La marche forcée vers la privatisation des services publics depuis bientôt trente ans a signé la fin des investissements, la hausse des prix, la dégradation des prestations. Les effectifs ont drastiquement baissé et les conditions de travail se sont détériorées… Décryptage.

«Je dis aux syndicats : n’ayez pas de craintes illégitimes, la SNCF restera publique, ce sera dans la loi et les cheminots resteront cheminots », a encore une fois promis Emmanuel Macron lors de son passage au JT de 13 heures de Jean-Pierre Pernaut, sur TF1. Sauf que les syndicats n’ont pas la mémoire courte. Ils se souviennent de Paul Quilès, qui disait à propos de France Télécom en 1990 : « Le service public est notre bien commun, tout idée de privatisation est totalement étrangère à ma démarche et celle du premier ministre. » Et de Nicolas Sarkozy, promettant en 2004 qu’« EDF-GDF ne sera pas privatisé ». Ou encore de Christine Lagarde, qui jurait en juillet 2008 que « La Poste restera, et ce n’est pas négociable, une entreprise publique ». Chaque fois, le schéma est le même. Ouverture du secteur à la concurrence, ouverture du capital du service public, transformé en société anonyme, et désengagement progressif de l’État jusqu’à la privatisation complète.

1 Des prix en hausse et un service rendu en baisse

« Depuis 2004 et l’ouverture du marché de l’énergie à la concurrence, et le passage de GRDF en société anonyme, le prix du gaz a augmenté de 70 % pour tous les Français et de 30 % pour l’électricité. Résultat, aujourd’hui, 12 millions de personnes sont en situation de précarité énergétique », assure Cédric Liechti, secrétaire général de la CGT énergie à Paris. De quoi mettre du plomb dans l’aile à l’argument premier avancé par le gouvernement selon lequel l’ouverture à la concurrence permettrait de faire baisser les prix. « Sur les 25 dernières années, la part de la facture des télécoms dans le budget des ménages est passée de 3 % à 6 % », confirme Thierry Franchi, délégué syndical central (DSC) adjoint CGT chez Orange. Autre exemple, si les autoroutes n’ont jamais été des infrastructures publiques à 100 %, mais des sociétés d’économie mixte, la privatisation totale des concessions en 2006 a entraîné une hausse des tarifs de plus de 20 % en douze ans. Vinci et Eiffage se sont partagé le gros du gâteau.

La privatisation fait en outre peser de nouveaux coûts sur les usagers. « Grâce à la charte de garantie de remise en service de l’énergie, lorsque quelqu’un n’avait pas d’électricité, soit parce qu’il déménageait ou qu’il y avait un problème sur le réseau, l’énergie devait lui être rétablie dans les quatre heures, gratuitement, explique Cédric Liechti. Aujourd’hui, c’est une option payante et, depuis 2004, les durées de coupure ont au minimum doublé. » Ces changements profonds touchent désormais aussi les facteurs : « Quand vous leur demandez de s’arrêter sur leur tournée pour discuter quelques minutes avec une personne âgée moyennant une contrepartie financière, le métier perd tout son sens », déplore Christian Mathorel, secrétaire général de la CGT postes et télécommunications. Une allusion au dispositif « Veiller sur mes parents » mis en place par La Poste : une visite par semaine du facteur coûte 39,90 euros par mois.
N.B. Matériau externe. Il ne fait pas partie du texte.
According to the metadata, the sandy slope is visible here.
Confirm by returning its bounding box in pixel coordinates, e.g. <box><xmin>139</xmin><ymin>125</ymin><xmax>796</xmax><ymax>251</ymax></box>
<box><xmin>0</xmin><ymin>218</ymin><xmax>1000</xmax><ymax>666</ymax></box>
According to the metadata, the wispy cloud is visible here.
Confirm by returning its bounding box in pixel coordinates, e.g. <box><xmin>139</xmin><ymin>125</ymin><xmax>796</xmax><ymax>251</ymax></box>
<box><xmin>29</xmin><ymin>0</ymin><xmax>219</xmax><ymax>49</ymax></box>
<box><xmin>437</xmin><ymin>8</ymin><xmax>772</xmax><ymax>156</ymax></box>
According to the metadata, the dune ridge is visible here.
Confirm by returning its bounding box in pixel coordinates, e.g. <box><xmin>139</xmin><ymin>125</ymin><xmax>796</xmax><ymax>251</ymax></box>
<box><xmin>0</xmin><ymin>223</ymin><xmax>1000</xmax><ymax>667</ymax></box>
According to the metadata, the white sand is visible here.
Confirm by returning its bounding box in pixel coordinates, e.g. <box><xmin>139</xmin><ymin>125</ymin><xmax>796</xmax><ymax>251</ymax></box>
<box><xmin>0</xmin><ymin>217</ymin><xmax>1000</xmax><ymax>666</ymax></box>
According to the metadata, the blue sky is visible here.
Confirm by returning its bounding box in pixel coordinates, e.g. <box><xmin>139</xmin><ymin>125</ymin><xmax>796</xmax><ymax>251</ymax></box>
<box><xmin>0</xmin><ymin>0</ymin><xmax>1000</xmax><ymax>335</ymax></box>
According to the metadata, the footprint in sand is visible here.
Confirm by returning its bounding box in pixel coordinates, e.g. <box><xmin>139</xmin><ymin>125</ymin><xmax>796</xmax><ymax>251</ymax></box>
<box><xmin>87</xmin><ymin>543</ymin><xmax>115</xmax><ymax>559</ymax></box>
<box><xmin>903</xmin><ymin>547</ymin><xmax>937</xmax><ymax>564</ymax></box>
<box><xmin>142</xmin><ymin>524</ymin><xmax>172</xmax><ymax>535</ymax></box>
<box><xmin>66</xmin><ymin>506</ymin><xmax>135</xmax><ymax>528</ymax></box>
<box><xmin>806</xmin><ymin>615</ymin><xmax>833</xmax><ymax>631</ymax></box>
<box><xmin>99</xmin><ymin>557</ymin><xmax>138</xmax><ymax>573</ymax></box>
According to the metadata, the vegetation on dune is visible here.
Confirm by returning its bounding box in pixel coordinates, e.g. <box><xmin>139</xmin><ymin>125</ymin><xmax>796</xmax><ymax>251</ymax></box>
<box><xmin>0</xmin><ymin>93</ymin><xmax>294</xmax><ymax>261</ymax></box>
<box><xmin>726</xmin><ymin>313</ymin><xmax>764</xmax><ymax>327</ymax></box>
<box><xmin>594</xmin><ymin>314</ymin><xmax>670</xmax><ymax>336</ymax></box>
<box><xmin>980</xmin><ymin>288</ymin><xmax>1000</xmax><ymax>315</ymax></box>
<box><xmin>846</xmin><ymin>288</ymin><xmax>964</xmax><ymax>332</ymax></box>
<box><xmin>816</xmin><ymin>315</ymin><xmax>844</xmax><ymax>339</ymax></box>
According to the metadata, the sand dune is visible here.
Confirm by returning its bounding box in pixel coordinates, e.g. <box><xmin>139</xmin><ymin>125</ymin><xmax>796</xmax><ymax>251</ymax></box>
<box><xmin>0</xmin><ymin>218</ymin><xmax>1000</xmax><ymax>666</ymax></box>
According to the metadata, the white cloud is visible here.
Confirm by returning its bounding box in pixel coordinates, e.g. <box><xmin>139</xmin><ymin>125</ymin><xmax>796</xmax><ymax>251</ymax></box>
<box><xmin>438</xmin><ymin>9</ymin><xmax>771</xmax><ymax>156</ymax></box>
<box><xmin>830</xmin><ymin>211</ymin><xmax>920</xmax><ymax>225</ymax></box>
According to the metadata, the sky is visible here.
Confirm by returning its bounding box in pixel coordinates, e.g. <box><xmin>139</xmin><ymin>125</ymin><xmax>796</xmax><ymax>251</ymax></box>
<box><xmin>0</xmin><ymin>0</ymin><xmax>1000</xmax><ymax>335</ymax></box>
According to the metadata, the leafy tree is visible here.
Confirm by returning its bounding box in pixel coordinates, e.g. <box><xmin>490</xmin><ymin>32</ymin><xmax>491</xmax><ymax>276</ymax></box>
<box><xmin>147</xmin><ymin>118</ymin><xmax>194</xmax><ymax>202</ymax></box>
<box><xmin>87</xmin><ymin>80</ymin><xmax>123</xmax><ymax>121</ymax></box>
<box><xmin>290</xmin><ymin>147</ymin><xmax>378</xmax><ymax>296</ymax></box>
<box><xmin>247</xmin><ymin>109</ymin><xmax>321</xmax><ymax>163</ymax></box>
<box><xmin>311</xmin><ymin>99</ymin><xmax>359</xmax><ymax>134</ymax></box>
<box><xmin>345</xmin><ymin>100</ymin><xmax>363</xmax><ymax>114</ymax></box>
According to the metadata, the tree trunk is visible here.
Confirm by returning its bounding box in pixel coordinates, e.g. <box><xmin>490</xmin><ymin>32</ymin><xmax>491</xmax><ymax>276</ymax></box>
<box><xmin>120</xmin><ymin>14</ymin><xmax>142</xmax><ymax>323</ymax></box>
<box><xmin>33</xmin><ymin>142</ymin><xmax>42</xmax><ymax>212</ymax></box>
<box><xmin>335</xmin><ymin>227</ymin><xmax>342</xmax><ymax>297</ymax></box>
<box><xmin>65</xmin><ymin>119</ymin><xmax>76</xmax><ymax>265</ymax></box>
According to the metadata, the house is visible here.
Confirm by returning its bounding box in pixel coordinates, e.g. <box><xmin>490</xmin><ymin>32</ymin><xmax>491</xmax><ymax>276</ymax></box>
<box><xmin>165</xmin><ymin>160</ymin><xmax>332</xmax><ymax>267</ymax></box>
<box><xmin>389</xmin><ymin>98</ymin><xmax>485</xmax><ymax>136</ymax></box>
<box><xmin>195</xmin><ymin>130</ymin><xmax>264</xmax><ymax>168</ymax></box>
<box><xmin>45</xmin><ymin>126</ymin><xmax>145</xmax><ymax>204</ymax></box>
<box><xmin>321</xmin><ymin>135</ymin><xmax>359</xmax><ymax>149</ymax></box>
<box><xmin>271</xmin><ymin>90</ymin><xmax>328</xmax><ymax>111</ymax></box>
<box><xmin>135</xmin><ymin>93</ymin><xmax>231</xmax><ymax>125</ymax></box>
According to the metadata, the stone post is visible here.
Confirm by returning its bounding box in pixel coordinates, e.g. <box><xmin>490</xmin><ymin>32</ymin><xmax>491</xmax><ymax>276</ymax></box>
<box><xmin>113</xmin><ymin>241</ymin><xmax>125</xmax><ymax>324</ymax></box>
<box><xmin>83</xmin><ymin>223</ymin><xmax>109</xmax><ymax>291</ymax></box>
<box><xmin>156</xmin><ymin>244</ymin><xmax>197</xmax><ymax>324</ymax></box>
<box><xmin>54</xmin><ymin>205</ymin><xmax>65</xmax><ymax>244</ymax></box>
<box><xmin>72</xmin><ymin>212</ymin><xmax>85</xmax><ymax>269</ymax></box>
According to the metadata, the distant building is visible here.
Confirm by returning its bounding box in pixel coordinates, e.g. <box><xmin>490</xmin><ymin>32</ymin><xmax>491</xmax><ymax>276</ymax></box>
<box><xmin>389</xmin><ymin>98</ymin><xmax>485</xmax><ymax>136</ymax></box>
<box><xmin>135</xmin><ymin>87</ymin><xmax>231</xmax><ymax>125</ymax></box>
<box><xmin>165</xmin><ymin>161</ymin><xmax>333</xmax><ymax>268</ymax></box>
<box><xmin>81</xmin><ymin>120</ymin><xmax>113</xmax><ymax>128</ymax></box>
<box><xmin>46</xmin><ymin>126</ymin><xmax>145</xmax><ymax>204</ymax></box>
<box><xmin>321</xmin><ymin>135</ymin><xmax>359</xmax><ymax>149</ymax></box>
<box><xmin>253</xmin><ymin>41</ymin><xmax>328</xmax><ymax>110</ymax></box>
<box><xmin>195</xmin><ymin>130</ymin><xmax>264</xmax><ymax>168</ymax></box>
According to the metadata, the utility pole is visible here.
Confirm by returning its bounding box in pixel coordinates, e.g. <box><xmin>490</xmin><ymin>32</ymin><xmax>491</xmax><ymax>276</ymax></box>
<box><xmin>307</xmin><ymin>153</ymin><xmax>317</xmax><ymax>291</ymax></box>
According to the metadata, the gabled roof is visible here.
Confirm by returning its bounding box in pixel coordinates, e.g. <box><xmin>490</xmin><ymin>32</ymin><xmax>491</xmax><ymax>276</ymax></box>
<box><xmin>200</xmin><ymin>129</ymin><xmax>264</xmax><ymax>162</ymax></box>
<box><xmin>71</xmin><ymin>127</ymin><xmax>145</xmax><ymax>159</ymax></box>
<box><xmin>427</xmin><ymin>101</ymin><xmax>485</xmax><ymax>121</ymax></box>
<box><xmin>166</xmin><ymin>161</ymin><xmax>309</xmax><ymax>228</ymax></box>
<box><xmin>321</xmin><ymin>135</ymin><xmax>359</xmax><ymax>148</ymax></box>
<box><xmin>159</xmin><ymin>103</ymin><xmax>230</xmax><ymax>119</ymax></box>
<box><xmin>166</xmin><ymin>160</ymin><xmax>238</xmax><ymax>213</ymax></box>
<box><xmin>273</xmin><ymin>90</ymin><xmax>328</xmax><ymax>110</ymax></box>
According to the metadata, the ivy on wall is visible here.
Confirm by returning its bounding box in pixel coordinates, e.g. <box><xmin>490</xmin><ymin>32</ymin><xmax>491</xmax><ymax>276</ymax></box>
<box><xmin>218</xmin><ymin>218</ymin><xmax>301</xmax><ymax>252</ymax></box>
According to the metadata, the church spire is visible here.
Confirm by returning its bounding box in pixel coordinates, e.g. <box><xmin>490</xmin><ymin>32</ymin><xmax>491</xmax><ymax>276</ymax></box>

Les pratiques commerciales ont été bousculées. Engie, par exemple, est en contrat avec Darty, l’enseigne d’électroménager proposant des prestations de l’énergéticien – d’autant que toutes les anciennes boutiques EDF-GDF auront fermé fin 2019. « On reçoit des appels dénonçant des situations ubuesques, dans lesquelles des personnes âgées achètent des multiprises chez Darty et se retrouvent avec un contrat gaz, alors qu’elles n’ont pas de gaz chez elles ! s’insurge Cédric Liechti. Plus de 50 % des plaintes au médiateur de l’énergie au niveau national relèvent de la vente forcée, c’est digne d’un service public, ça ? »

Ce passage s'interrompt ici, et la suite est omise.